Entering edit mode
5.8 years ago
kalfsnes
▴
10
So I have tree file and metadata. Metadata includes sequence type ST (clusters that correspond in most part to the phylogeny), but also some patient data, age, sex etc.
I am trying to identify which ST has the highest percent of males etc. Would like to use information in phylo to strengthen analysis. And/or simply look at for clustering of e.g. high percent males in phylogeny irrespectively of ST.
Current idea is to find something in phytools (R) or similar, but would appreciate if the community here have any other suggestions. Phylogenetic independent contrasts?
Thanks in advance
Hello, could you please give more biological context? What are representing the tip of your phylogeny ? A sequence from an individual? Having some pathology? Why do you want to know which ST has the highest percent of males? Is it to identify sampling biases? Did you do an exhaustive sampling? Depending on your question, I am not sure phylogenetic independent contrasts would be adequate.

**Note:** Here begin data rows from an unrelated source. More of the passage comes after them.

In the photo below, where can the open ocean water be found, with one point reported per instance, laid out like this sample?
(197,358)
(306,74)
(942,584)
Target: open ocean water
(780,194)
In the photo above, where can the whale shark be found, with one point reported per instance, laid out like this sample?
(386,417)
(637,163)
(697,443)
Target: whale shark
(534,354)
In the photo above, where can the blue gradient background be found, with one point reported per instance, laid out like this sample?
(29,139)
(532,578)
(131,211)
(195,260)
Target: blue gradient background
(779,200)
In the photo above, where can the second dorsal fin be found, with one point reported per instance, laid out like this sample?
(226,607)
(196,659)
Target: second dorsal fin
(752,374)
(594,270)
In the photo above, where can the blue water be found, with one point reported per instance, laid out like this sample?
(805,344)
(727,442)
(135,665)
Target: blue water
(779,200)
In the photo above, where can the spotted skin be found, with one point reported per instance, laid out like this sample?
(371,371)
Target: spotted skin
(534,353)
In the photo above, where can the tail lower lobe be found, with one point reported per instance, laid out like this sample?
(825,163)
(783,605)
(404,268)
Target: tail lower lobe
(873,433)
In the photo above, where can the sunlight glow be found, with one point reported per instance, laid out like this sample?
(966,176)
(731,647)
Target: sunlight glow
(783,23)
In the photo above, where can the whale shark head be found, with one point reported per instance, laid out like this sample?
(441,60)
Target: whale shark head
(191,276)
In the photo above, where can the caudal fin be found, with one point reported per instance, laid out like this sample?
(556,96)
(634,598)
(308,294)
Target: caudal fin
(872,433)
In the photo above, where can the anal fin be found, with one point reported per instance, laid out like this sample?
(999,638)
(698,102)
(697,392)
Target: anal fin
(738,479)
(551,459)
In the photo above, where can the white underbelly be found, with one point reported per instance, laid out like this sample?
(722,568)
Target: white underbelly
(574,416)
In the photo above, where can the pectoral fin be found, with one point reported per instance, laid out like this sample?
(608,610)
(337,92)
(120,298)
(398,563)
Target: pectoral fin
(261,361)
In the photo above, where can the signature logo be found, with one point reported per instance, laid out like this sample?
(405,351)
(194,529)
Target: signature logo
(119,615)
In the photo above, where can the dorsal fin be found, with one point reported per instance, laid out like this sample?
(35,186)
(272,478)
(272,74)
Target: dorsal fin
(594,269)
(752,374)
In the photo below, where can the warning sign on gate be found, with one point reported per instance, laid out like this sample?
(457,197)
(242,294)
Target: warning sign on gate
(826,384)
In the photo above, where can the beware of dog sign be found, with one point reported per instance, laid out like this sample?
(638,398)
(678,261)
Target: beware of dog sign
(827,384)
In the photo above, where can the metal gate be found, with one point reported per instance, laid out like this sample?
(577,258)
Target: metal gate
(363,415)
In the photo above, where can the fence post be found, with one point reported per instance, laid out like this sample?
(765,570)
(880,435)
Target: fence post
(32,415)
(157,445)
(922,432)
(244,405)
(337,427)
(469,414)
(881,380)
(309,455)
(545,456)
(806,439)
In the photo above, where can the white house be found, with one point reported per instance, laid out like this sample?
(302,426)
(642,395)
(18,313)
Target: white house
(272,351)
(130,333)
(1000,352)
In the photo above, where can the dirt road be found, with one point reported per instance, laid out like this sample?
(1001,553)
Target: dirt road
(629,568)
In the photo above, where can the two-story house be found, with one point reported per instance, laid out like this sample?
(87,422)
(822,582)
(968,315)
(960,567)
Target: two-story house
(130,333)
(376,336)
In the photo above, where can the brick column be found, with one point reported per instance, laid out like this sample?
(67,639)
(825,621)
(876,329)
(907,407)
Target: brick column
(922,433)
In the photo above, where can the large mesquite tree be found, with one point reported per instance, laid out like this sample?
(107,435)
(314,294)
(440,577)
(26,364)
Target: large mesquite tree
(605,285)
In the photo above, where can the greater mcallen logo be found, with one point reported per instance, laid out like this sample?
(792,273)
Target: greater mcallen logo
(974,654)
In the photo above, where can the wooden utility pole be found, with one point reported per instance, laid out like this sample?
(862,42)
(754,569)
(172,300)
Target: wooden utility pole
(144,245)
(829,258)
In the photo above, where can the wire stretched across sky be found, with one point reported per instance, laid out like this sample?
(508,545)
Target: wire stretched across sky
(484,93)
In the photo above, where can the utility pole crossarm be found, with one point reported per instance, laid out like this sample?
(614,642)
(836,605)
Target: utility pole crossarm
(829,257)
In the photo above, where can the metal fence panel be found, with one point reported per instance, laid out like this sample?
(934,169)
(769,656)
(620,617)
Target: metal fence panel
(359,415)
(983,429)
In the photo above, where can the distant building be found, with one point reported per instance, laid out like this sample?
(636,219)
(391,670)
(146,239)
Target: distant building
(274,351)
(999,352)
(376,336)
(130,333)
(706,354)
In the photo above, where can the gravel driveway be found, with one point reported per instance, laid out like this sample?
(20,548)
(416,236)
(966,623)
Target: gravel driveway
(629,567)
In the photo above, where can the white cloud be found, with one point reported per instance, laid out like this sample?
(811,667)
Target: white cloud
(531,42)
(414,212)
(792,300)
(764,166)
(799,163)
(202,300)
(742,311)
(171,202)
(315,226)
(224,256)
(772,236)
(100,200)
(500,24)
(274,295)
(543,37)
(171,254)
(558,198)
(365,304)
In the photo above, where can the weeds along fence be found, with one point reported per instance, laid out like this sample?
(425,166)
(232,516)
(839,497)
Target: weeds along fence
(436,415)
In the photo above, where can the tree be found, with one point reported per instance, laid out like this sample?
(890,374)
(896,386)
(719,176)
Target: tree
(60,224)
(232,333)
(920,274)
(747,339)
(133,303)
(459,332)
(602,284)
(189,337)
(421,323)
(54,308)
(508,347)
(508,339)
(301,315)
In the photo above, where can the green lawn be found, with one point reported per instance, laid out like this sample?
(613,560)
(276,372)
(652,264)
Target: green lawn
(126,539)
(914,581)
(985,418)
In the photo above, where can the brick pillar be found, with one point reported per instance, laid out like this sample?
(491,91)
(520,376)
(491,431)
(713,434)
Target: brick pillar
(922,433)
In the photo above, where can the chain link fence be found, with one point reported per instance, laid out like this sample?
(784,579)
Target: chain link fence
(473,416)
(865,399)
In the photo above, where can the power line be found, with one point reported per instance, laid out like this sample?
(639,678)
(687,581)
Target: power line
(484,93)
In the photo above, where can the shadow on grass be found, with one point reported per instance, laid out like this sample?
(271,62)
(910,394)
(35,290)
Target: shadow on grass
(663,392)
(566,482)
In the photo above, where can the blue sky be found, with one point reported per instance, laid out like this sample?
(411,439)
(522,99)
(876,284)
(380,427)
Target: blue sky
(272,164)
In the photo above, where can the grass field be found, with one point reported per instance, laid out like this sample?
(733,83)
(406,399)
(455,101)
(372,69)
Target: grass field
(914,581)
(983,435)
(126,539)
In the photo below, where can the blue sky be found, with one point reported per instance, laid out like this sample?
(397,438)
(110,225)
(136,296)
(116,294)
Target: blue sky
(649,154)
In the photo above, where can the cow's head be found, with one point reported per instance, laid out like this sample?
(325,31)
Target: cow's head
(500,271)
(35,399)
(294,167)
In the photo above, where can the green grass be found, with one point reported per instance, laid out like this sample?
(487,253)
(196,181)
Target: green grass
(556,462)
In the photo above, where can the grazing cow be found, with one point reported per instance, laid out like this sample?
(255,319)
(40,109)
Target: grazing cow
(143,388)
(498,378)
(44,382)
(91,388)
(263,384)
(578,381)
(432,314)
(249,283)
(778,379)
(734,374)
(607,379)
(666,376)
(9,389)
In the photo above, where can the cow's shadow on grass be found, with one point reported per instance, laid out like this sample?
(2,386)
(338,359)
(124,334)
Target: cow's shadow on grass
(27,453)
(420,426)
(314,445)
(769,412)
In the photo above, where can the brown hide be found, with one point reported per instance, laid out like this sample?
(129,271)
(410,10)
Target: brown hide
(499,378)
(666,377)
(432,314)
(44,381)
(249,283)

Hi, yes, so the phylogeny represents all samples from a region in a specific time frame. The tips represent bacterial samples (one species) from all the patients in this time frame. I would like to stratify in order to describe the different clusters, which cluster (and consequently ST) are primarily found in males, which are found in females? Is there a clustering of lower age groups in some clusters compared to others? And similar questions testing the various meta-data variables against the phylogeny/ST clustering. Did I make it more clear?
Yes thanks! I am not an expert, but here some of your data is categorical (ST, sex). For those, if you want to detect a correlation (for example ST versus sex), you should rather use
fitPagel
from the packagephytools
of Liam Revell. There is also the packagecorHMM
from J. Beaulieu for more elaborate models of transition. If you are interested in which particular ST correlates with sex, you can binarize ST: for example you would define a variable ST1 which is 1 when ST=="ST1" and 0 otherwise. In addition, to correlate a discrete character with age, you can use the liability model implemented inphytools::threshBayes
. One concern I have though is with multiple testing; you might want to find a multivariate procedure rather than many bivariate tests (however I don't think they exist for phylogenetic and discrete data yet). I hope this gives you some place to start.